Thursday, August 4, 2016

Genevieve Towner is a rock hound who loves turning nature’s works of art into unique jewelry. She has sold her jewelry all over the country and added some famous names to her list of clientele.

Towner describes the Introduction to Entrepreneurship class she took with John Paul Engel as authentic. Instead of sitting and reading books about businesses, an approach that Towner specifically wanted to avoid, students were encouraged to go out into the world and ask questions. While the task might have seemed scary, Towner said Engel’s approachable attitude made the experience enjoyable.

Towner is a non-traditional student, deciding to return to the classroom after twenty years in the workforce. After the first day of class, she remembers asking Engel if she should drop the course.

“I told him ‘I’ve been out of school for twenty years, and I came here to learn.’ Instead of getting angry, he was real with me. He told me to stick it out through the first week and then drop the class if I wasn’t feeling challenged by the curriculum.”
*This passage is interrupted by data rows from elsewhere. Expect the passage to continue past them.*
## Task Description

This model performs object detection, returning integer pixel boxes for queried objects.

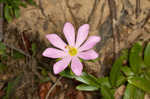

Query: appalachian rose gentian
[43,22,101,76]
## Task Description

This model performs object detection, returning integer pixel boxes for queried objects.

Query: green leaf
[14,8,20,18]
[116,73,126,87]
[41,68,48,76]
[76,84,99,91]
[110,50,128,86]
[12,50,25,59]
[121,66,134,76]
[101,86,114,99]
[5,74,22,99]
[0,63,7,73]
[144,43,150,67]
[27,0,36,5]
[75,72,100,87]
[97,77,112,88]
[0,42,6,56]
[129,42,143,73]
[144,70,150,81]
[31,43,37,56]
[128,77,150,93]
[123,84,144,99]
[4,4,12,22]
[59,69,75,79]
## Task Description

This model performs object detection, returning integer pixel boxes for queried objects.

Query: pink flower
[43,22,101,76]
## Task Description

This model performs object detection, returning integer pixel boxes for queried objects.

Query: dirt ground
[0,0,150,99]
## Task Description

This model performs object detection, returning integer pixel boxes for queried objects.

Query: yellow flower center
[67,46,78,56]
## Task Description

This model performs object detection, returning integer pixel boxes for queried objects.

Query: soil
[0,0,150,99]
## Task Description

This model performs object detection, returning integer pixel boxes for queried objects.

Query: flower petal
[78,50,98,60]
[79,36,101,51]
[53,57,71,74]
[71,57,83,76]
[76,24,89,47]
[42,48,67,58]
[46,34,67,50]
[63,22,75,46]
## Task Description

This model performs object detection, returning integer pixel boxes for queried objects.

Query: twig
[45,77,62,99]
[87,0,100,23]
[135,0,140,18]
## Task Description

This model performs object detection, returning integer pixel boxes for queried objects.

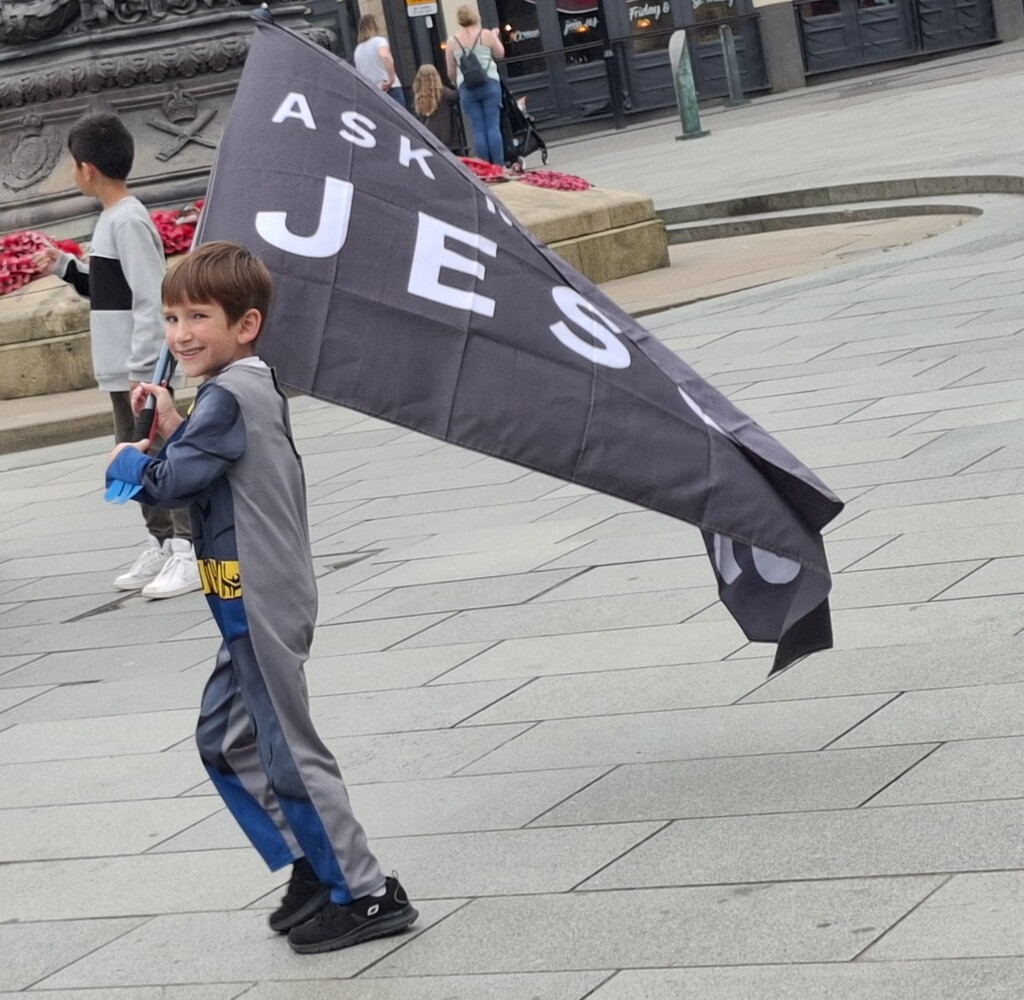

Towner decided to stay enrolled, a decision she is grateful for. Although her business, Clezarie Beads, was already in existence before the class, the business’ focus has since shifted. She originally took the class to expand the market reach of her business, but Engel’s curriculum taught her that there were other problems to address.

Clezarie Beads products have been sold all over the country during jewelry and craft shows, which has kept Towner out of her workshop. The class taught her that she should outsource the marketing and selling and focus on her passion: jewelry design. Towner has since renewed her efforts to design and produce the beautiful pieces she is known for.

When asked about her more famous clients, Towner doesn’t bat an eye.

“I just treat everyone the same. It doesn’t matter who my customers are, I appreciate them all. I want to maintain my client’s anonymity and not single them out.”

This down-to-earth approach is evident in Towner’s vision for her business as a whole.

“I’m not trying to be the next Tiffany’s. I just want to be known as Mother Nature’s artist. Mother Nature is already beautiful, and my job involves making that beauty more apparent to others.”